Without an audience there is no theatre. There is a lot of self-indulgent theatre today, and then there are political ideologies, vernacular beliefs, thrust upon the audience. There are also two or three parts of the country from where even the mediocre stuff is considered great.

But there are also conversations about the role and responsibility of theatre in society. So isn’t it about the balance between this responsibility and the audience’s taste?

I don’t know how much change theatre can bring about in society. It’s not film, it’s not television. I mean, we dwarf in front of these two, for the sheer reach, the sheer canvas is multi-fold larger.

Coming back to adaptations, tell us about adapting the story to a play. What was How the process, and what were the considerations?

The first premise I work on is that theatre is for audience, not for my own creative kick, not for the faculty of a drama school. Thereby it has to touch a chord with the audience. That’s what “Spaces” does, that’s what it did at its London and Turkey premiere. People walked up to us and said, ‘hey this is our story’. Women came to us and said that the monologue — when Aziza talks to her father —brought tears to their eyes. That’s what theatre should be. The premise on which the play is based is very important. Even while its heritage based, it has to be very contemporary to the audience, it has to be palatable.

You’ve worked with different mediums of communication — ad films, documentaries, theatre. Tell us about how things change from one medium to the other?

What communication and advertising teach you is to connect with your audience.
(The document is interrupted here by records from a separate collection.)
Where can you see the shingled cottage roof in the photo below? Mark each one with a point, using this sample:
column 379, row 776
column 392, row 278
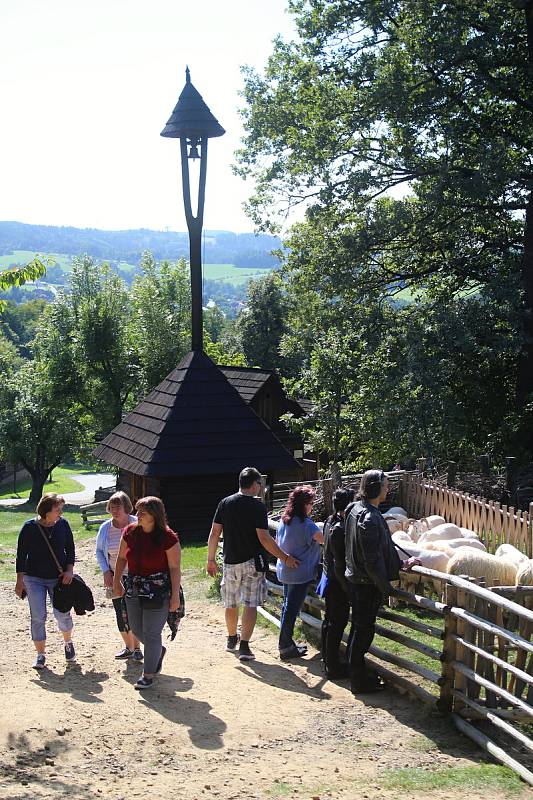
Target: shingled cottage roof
column 194, row 423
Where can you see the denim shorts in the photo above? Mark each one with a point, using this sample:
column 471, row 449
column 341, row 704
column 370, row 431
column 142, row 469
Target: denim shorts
column 241, row 583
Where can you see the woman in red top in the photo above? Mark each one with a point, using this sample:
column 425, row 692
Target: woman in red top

First thing you define is who you are addressing, so I have to put myself in the audience’s place and say, this is what I’d like to see. Today when everything is available at a feather touch of your phone, why should someone drive for an hour to reach the venue, spend a couple of hours and drive back? There has to be some takeaway. There should be something that should touch a chord with them, so that they say, okay this was worth the time spent.
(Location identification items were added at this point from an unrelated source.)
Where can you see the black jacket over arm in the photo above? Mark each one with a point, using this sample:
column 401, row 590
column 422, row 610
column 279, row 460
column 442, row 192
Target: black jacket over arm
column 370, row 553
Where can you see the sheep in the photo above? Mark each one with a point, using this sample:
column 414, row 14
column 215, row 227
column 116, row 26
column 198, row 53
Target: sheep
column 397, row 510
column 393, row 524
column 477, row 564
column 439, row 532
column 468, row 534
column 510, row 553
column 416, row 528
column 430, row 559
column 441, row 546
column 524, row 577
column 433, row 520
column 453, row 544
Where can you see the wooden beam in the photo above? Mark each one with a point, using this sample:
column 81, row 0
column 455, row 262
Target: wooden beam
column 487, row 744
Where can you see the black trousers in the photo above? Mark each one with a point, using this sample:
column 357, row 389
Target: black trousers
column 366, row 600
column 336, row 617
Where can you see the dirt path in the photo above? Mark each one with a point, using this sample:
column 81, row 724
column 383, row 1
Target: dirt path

And is this why your plays are not just about the stage and what is going on there, but also about the entire venue — a kind of trip back in history with monuments and heritage buildings as backdrops?

We present theatre as an experience for the audience. As it is, theatre has very little archival value. I make an ad and it is seen in several countries for years. A documentary is forever, as long as the medium it is made on survives. Films are forever. But the play which happened last night is out already, no matter how many months you’ve spent preparing it. That is what used to hurt me earlier, when I saw Baba rehearsing for two months; directing, arranging costumes, sets, and then in two nights, the production was out. So there was a bit of a heartburn there.

That’s why it is especially important that the audience lives the experience, the story, the time. All the venues, the Falaknuma Palace, Chowmohalla Palace, the Golconda Fort, they’ve been inspired by my father. He was known for those venues, palaces and forts. I emulate him, he has been my role model professionally and personally. These iconic venues are not just venues for me. They are the ways in which I recreate history.

But doesn’t that make the play hard to travel with?

Yes, one disadvantage is that when you are travelling with these plays, it is difficult. There are horses, camels, a whole paraphernalia attached. “Spaces” was not such a play, though. Set inside the haveli, it was easier to travel with.